Rupert Howes, Chief Executive of the MSC, said: “The results of the survey show a growing public concern about the state of our ocean. Protecting it, and the diversity of life within it is vital for the health of the planet. We need to re-double our collective efforts to tackle overfishing and the threat it poses. Incentivising positive change, through recognising and rewarding sustainable fisheries is vital for progress. By supporting sustainable fisheries, we can all play a part in improving the ocean environment as well as protecting a valuable food resource for this and future generations.” 

The findings of the research, commissioned by the MSC were carried out by GlobeScan, a global insight and advisory consultancy.  

Caroline Holme, Executive Director at GlobeScan, said: “These results mirror our broader findings in our annual healthy and sustainable living study and the public’s perception of the challenges that the world faces. Even amid a cost-of-living crisis, environmental issues are of major concern to consumers.” 
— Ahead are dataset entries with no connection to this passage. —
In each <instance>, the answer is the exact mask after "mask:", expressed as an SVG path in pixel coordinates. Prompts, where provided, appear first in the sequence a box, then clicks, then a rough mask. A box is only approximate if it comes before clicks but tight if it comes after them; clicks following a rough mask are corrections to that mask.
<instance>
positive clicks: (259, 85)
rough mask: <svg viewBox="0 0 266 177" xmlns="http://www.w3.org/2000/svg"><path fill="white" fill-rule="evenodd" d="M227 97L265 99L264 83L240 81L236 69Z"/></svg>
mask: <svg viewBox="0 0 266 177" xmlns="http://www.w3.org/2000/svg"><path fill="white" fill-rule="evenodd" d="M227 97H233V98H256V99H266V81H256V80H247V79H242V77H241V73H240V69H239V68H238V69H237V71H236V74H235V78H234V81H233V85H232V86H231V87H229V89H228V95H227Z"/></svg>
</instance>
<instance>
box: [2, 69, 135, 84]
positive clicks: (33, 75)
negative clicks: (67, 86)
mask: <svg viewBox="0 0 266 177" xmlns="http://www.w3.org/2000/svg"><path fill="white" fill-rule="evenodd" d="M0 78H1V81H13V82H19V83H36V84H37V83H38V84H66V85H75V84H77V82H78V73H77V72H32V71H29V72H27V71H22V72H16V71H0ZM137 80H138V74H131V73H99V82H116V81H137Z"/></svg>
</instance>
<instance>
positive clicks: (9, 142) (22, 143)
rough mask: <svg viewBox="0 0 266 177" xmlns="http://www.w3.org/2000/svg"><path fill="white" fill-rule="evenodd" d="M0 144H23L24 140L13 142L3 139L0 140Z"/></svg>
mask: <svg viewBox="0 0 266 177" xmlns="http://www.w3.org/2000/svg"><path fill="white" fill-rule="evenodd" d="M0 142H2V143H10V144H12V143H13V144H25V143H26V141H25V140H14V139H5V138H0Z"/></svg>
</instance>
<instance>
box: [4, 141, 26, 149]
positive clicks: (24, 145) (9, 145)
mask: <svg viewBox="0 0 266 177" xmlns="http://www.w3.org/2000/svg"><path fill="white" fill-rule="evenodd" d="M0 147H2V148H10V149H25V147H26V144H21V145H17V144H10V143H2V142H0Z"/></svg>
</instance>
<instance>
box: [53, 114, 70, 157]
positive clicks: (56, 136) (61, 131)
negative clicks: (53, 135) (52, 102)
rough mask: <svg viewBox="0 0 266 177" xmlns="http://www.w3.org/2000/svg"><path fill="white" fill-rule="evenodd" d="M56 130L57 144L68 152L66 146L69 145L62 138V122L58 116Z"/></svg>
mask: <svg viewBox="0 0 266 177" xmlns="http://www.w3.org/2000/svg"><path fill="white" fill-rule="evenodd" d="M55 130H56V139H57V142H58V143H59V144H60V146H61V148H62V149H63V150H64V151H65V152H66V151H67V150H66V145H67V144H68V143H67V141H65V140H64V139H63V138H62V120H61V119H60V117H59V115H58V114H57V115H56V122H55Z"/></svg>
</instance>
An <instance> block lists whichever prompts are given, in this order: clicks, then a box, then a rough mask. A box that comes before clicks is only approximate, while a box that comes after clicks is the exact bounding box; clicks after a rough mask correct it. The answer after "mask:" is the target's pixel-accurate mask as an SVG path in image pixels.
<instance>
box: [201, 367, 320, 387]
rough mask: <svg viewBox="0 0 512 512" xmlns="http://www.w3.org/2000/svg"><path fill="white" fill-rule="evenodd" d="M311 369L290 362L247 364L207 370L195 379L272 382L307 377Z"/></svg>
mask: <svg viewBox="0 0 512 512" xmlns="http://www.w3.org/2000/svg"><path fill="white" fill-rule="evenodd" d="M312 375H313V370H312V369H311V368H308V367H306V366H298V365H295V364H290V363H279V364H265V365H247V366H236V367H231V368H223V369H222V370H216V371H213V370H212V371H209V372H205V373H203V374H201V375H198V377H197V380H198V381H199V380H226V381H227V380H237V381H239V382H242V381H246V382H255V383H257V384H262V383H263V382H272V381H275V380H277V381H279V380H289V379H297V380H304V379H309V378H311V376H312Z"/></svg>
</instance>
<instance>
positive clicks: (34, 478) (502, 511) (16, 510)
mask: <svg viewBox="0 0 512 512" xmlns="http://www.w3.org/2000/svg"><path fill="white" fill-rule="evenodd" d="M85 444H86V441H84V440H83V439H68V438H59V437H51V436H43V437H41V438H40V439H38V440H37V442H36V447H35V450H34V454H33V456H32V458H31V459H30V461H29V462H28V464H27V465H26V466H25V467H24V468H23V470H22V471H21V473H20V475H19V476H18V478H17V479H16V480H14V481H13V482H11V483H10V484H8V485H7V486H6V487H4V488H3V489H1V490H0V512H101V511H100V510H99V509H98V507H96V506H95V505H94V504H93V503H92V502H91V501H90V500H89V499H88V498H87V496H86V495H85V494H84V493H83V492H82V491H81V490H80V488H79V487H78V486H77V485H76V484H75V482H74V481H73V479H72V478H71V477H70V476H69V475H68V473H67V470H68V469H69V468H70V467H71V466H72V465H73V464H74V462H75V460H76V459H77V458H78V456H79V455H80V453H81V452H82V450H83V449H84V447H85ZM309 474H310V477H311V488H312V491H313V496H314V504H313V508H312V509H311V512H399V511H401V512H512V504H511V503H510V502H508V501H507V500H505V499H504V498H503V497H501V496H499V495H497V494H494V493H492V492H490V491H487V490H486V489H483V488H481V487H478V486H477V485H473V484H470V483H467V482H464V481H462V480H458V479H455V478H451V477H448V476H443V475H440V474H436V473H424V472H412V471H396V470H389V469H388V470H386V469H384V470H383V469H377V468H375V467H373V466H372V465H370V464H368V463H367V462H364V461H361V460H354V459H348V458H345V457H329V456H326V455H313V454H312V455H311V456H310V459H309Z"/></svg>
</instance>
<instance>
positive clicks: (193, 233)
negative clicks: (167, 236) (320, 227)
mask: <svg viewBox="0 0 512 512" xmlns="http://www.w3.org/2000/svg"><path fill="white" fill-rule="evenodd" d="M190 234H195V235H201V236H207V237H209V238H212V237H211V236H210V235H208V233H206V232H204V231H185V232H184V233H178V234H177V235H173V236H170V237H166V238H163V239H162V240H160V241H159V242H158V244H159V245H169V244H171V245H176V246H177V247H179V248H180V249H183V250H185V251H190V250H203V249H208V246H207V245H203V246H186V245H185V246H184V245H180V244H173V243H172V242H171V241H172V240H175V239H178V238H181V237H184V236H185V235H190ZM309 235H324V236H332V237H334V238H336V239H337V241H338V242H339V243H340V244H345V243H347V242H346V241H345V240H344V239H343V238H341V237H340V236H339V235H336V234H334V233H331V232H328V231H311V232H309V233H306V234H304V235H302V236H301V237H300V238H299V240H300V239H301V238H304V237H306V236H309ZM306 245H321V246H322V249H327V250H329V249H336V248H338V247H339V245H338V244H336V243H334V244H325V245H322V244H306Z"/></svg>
MSC certified fisheries have made more than 400 improvements to their fishing practises in the last three years, including to protect endangered marine species and vulnerable habitats. Fishers certified to MSC’s global, science-based fisheries standard, are required to manage fish stocks sustainably and minimize impacts on the wider marine environment. 

The ocean covers over 70% of the planet and produces at least 50% of the planet’s oxygen. It is home to most of earth’s biodiversity and is the main source of protein for more than a billion people around the world.